I’ve had several discussions about Wednesday’s guest post by Katie Grimes on Compeitivie Parenting. (Click on the link and read it if you haven’t already.) She did a terrific job defining the issue. But, now that we’ve defined it, how are we supposed do we handle it. Here are a few ideas to help avoid buying into uber-parenting. (Please tell me your kids “uber” everything. Hilarious…)

So here you go… the Top 5 Ways to Steer Clear of Competitive Parenting:

1) Admit it. Okay – seems trite, but really… how can you stop something that you don’t admit to doing. Here at the MOAT, you all are so sweet to let me bare all – I’m a recovering enabler, procrastinator, controller, grammar hacker … and yes Uber-Mom. I may not be winning medals, but I’ve done my fair share of going over a highlight reel of a Wyma kid accomplishment. Is it because I’m really excited for him/her … or is it because I want my friend to know we’re on the right track. That’s really the question. MOTIVE! The WHY am I sharing. Hmmm… Might have something to do with a little Psalm 139 “search my heart” action.

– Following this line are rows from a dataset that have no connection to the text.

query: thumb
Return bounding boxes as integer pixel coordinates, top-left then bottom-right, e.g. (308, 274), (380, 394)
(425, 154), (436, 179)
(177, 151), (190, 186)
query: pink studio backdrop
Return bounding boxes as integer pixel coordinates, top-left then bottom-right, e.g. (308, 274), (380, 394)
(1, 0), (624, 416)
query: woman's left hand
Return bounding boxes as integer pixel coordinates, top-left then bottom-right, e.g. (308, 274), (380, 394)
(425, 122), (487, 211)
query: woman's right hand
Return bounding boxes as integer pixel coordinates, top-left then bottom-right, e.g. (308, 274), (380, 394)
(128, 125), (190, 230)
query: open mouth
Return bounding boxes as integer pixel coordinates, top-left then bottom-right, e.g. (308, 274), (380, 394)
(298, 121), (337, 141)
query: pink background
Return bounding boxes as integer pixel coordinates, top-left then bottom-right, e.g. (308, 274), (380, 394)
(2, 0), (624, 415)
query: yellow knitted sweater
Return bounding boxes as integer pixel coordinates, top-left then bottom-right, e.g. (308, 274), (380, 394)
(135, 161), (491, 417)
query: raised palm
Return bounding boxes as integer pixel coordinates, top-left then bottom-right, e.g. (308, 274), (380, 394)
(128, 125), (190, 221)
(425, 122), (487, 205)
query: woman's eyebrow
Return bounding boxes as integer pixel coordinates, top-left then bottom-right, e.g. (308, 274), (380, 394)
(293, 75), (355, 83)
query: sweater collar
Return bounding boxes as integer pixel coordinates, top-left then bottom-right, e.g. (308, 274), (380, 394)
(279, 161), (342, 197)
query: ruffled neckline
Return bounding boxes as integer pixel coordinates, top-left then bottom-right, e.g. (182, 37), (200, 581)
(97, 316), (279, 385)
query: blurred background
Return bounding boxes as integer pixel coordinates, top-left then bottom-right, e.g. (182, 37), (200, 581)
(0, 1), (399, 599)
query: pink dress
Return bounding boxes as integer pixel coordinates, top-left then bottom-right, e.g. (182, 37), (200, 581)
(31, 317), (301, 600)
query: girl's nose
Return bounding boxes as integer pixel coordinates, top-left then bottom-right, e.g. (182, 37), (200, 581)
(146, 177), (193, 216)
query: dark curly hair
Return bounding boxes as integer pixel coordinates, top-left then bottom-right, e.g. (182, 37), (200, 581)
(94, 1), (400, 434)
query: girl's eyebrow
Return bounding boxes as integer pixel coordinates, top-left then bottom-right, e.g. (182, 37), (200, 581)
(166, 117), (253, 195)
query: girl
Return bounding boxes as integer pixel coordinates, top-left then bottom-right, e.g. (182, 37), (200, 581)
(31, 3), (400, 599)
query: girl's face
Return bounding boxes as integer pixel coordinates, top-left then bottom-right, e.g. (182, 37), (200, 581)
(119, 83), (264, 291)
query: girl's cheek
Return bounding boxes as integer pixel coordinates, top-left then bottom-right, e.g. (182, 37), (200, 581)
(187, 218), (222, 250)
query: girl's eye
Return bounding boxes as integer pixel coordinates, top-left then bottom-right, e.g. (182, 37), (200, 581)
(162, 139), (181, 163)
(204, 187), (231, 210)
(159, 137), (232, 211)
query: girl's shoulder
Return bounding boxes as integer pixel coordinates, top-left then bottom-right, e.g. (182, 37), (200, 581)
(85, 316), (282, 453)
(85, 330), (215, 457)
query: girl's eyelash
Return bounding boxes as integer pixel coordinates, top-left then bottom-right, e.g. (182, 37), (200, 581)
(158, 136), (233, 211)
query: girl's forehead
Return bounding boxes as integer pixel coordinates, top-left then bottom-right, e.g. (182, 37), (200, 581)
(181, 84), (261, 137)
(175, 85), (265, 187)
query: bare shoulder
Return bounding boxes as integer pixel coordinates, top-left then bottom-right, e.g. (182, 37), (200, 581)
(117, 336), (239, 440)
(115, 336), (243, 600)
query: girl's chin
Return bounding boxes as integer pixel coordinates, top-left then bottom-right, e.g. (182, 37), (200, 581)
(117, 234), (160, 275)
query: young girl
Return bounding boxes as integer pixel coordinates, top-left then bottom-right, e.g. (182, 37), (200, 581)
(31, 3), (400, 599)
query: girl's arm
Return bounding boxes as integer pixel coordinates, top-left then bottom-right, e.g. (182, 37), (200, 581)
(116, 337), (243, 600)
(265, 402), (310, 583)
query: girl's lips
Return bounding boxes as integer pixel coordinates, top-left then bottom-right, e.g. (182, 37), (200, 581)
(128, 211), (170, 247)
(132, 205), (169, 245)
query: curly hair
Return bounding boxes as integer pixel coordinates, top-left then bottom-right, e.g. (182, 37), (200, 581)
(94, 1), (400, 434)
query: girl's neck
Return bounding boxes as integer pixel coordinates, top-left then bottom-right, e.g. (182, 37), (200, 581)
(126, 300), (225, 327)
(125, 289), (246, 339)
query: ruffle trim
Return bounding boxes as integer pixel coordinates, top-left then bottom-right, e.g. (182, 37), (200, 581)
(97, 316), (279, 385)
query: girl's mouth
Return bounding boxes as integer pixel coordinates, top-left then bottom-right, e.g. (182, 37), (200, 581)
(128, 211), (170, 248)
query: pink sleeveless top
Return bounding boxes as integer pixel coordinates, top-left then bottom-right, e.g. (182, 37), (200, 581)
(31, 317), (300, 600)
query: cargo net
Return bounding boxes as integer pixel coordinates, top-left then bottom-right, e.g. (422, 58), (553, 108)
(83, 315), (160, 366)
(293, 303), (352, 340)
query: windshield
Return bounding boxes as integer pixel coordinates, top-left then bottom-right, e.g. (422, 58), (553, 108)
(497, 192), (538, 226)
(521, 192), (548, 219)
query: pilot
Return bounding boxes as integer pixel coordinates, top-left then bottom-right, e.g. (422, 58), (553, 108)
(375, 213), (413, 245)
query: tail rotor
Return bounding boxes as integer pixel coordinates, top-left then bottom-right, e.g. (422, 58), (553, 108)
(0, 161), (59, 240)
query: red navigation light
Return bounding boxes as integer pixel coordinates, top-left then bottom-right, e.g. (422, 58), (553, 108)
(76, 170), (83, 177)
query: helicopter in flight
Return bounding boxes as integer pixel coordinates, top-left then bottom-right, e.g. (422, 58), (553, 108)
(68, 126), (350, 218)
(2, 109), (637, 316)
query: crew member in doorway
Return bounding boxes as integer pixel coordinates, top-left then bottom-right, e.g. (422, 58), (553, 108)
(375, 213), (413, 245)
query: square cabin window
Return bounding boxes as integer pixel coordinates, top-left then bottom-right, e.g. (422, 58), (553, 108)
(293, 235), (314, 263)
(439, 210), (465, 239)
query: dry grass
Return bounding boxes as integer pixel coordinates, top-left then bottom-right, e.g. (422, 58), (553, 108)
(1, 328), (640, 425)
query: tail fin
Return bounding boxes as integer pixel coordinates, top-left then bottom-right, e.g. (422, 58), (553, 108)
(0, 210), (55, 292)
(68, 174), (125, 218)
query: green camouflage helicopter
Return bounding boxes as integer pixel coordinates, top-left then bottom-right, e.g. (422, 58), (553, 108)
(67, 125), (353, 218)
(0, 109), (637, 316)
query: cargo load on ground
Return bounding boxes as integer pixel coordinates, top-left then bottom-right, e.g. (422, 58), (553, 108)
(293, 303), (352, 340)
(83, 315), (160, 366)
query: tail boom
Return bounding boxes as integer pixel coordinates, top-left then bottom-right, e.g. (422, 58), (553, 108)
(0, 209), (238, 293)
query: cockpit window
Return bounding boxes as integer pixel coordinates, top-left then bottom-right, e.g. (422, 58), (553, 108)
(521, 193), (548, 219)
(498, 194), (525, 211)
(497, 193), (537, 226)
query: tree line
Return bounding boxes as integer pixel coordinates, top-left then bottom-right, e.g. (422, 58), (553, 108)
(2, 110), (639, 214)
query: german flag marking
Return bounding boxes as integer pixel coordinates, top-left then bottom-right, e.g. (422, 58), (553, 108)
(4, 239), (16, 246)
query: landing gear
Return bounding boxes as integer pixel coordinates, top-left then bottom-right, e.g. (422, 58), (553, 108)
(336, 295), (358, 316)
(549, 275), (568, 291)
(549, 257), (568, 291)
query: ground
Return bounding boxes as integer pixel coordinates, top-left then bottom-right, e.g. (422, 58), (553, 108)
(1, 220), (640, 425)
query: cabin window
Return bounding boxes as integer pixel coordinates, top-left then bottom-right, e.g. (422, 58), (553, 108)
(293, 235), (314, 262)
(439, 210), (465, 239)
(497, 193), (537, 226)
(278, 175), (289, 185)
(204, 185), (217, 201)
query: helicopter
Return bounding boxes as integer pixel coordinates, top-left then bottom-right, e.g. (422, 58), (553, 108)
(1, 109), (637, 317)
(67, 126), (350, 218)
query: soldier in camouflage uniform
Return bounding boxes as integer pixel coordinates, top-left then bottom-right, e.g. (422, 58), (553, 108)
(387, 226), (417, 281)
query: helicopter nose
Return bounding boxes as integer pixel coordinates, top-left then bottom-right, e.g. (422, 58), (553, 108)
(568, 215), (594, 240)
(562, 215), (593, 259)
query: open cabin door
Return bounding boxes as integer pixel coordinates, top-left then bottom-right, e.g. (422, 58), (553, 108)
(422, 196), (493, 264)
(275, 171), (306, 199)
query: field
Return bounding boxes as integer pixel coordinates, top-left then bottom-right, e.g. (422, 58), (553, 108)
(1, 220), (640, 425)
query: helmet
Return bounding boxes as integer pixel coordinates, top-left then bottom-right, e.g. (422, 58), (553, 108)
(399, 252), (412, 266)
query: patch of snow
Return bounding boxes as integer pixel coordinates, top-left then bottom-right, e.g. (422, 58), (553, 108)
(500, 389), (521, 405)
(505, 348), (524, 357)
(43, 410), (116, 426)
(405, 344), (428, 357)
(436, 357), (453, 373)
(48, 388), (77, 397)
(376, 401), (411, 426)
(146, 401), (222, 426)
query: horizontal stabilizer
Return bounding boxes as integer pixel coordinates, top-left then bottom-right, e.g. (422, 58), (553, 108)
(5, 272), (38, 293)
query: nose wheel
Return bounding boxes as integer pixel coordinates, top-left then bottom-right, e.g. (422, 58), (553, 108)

That’s the first place to start. A big old piece of humble and honest pie, recognizing and admitting.

If I find at the end of that piece of pie that I am in fact uber parenting… I need to get on my knees, then get in front of a friend (a real friend) that can help me and hold me accountable. Because uber parenting is doing nothing for my kid and nothing for me (probably more than nothing – it’s setting us/them up for some serious issues down the road)

Once I’ve admitted it… I can go to the next step,

2) If I’m in the presence of an uber-parent delighting in and reporting about their child’s glory (“Oh, you should have seen Joe score those goals”, “Can you believe he got into Harvard … and Princeton .. and Stanford…”, “Oh, Sue’s going to Homecoming with Bart. Did I mention he’s the quarterback?!”)

Don’t bite … When the bait is dangled say these words – and do your best to mean them, “I’m so happy for you”

It might take several times before we actually mean them, but sometimes (most of the time) action goes before feeling.

3) Don’t stir it up

We need to do our best to let it sit rather than go for the one-up. It’s SOOOOO hard, but better in the long run.

4) Keep jealousy at bay. Other parents showering us with “my kid’s so great”s are coming. Lots of time with good intentions, so get out the armour and stuff the jealousy. It goes back to the “I’m so happy for you.” If we can genuinely be saying that, then jealousy just might take a back seat where it belongs.

5) Friends! Real friends that can help you walk the road. Have at least 1 or 2 friends with whom you can be completely honest. Probably not someone with a kid the same age. Maybe an woman older and wiser than can “remember when” b/c this isn’t anything new. The competition things is as old as the hills.

6) Why stop at 5 :) … Steer clear of the Super Uber – the ones that just can’t stop themselves. Don’t get them out of your life, but know it’s coming and make sure you can handle the competition coming your way.

… Then remember that behind competitive parenting is a mom or dad just like you/me (it might be me!…please tell me if it is :). Someone who loves their kid. Someone who wants more than anything to be a good, supportive parent. Someone who has bought into this world’s obsession with our kids needing to be the best at everything. Someone who is spinning wheels to keep up with the Jones, feeling pressure and trying to live up to a standard.

Real compassion begins there. I tell my tween/teens … the same thing. We’re all hit by it daily.

If we do find ourselves uber parenting … it’s probably a good idea to make sure we don’t in front of our kids. Not only will they start to buy the message that they are super amazing at all they do, they’ll think we expect it.

We live in a competitive world. But the Lord directs us to “be in the world, but not of the world.”

Thanks for navigating the competitive road with me.